Promising Results of DataGemma
Initial findings with RIG and RAG show promising enhancements in the accuracy of AI handling numerical facts. This improvement suggests fewer hallucinations in various use cases, benefiting researchers, decision-makers, and curious minds alike.
Ongoing research aims to refine these methodologies, scale up the work, and integrate the enhanced functionality into both Gemma and Gemini models through a phased, limited-access approach.
Future Directions and Aspirations
DataGemma’s open model seeks to facilitate broader adoption of these techniques, grounding LLMs in factual data. The goal is to make AI more reliable and trustworthy, ensuring it serves as an indispensable tool for everyone.
Researchers and developers can get started with DataGemma through quickstart notebooks for both the RIG and RAG approaches, enabling them to explore the potential of these advanced methodologies.
By continuously refining these methods, DataGemma aims to foster informed decisions and a deeper understanding of the world through accurate information grounded in real-world data.
Getting Started with DataGemma
Researchers eager to explore DataGemma’s capabilities can access quickstart notebooks for RIG and RAG, providing a hands-on approach to understanding these advanced methodologies.

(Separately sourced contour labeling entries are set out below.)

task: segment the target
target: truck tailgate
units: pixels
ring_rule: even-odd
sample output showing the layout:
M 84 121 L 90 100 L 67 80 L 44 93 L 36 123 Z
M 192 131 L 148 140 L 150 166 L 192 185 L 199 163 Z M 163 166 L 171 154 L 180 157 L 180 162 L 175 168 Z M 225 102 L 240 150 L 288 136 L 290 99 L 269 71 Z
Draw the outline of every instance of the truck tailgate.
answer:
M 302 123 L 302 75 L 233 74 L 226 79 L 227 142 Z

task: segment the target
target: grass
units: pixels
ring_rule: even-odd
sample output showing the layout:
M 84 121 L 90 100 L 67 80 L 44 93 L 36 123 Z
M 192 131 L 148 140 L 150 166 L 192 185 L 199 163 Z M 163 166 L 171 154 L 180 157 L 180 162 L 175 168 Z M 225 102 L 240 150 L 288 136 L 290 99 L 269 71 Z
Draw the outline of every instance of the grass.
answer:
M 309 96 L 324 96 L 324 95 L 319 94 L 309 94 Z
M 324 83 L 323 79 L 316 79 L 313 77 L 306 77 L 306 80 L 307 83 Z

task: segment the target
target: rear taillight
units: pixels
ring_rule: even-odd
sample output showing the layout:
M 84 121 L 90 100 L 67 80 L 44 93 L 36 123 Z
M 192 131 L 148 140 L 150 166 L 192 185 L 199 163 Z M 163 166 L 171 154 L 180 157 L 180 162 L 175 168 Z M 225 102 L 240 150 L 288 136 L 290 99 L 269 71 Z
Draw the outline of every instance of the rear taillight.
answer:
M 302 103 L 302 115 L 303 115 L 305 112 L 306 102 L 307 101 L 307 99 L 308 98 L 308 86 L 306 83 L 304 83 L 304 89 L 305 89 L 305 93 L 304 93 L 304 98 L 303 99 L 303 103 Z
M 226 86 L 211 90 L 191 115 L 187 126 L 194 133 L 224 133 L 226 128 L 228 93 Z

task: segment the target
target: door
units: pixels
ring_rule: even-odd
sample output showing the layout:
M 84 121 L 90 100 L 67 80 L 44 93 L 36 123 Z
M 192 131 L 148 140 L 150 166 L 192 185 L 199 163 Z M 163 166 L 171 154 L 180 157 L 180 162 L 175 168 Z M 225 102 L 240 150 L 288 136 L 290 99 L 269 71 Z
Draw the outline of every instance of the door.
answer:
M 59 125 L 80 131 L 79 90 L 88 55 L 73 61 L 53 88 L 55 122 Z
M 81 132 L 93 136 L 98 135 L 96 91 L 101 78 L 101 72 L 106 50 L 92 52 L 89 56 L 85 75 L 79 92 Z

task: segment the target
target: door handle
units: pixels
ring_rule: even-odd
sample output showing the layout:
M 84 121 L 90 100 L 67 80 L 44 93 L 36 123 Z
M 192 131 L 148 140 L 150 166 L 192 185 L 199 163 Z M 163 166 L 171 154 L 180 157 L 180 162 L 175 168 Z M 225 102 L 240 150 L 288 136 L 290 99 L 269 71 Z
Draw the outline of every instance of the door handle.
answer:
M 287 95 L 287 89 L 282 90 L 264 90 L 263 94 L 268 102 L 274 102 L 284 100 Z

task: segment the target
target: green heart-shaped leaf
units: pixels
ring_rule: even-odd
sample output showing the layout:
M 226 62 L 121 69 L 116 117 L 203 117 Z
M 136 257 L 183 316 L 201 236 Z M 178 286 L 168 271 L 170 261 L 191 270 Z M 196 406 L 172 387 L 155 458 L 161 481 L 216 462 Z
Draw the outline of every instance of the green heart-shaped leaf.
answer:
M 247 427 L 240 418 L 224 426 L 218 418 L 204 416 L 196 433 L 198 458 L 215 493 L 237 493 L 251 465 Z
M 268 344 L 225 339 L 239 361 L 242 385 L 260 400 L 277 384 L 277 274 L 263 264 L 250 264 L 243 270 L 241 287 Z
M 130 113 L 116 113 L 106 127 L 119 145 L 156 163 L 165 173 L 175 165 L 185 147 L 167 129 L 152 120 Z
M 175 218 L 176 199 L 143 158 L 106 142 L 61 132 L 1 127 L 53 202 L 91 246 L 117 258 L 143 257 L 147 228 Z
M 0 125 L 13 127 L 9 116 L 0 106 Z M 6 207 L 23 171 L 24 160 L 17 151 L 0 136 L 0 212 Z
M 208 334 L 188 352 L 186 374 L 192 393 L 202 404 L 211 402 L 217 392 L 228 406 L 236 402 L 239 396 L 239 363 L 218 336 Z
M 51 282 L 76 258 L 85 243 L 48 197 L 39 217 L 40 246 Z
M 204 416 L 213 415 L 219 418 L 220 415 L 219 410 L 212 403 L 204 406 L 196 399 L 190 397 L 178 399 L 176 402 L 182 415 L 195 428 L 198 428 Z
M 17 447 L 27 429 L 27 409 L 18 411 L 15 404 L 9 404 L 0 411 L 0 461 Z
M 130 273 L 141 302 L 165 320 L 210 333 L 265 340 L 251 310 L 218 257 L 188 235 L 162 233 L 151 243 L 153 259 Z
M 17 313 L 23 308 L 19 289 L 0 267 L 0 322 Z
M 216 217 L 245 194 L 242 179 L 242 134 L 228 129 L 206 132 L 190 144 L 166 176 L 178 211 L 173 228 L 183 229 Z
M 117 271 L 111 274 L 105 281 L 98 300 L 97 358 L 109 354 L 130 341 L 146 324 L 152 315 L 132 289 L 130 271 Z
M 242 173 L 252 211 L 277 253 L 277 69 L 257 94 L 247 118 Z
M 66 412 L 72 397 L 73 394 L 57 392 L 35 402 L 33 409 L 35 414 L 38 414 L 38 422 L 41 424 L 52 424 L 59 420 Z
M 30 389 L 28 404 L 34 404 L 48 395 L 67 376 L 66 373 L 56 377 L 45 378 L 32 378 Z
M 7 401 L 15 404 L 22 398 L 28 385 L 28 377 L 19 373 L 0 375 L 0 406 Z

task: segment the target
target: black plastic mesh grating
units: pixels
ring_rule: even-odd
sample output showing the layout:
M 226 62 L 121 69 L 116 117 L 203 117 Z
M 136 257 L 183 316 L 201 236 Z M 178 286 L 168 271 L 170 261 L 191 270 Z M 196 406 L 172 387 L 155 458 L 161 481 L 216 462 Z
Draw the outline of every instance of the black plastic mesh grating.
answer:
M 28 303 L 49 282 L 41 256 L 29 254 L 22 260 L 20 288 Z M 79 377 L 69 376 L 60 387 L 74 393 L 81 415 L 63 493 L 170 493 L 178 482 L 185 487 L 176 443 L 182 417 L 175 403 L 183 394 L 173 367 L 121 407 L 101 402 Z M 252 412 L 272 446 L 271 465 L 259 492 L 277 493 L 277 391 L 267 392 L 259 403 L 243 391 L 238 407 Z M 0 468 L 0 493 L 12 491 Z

DataGemma stands at the forefront of addressing AI hallucination by anchoring LLMs to real-world data from Google’s Data Commons. This innovative approach promises to enhance the accuracy and reliability of AI-generated responses.
As research progresses, DataGemma is set to become an essential tool for providing accurate, data-driven insights, ultimately empowering users with truthful information and fostering informed decisions.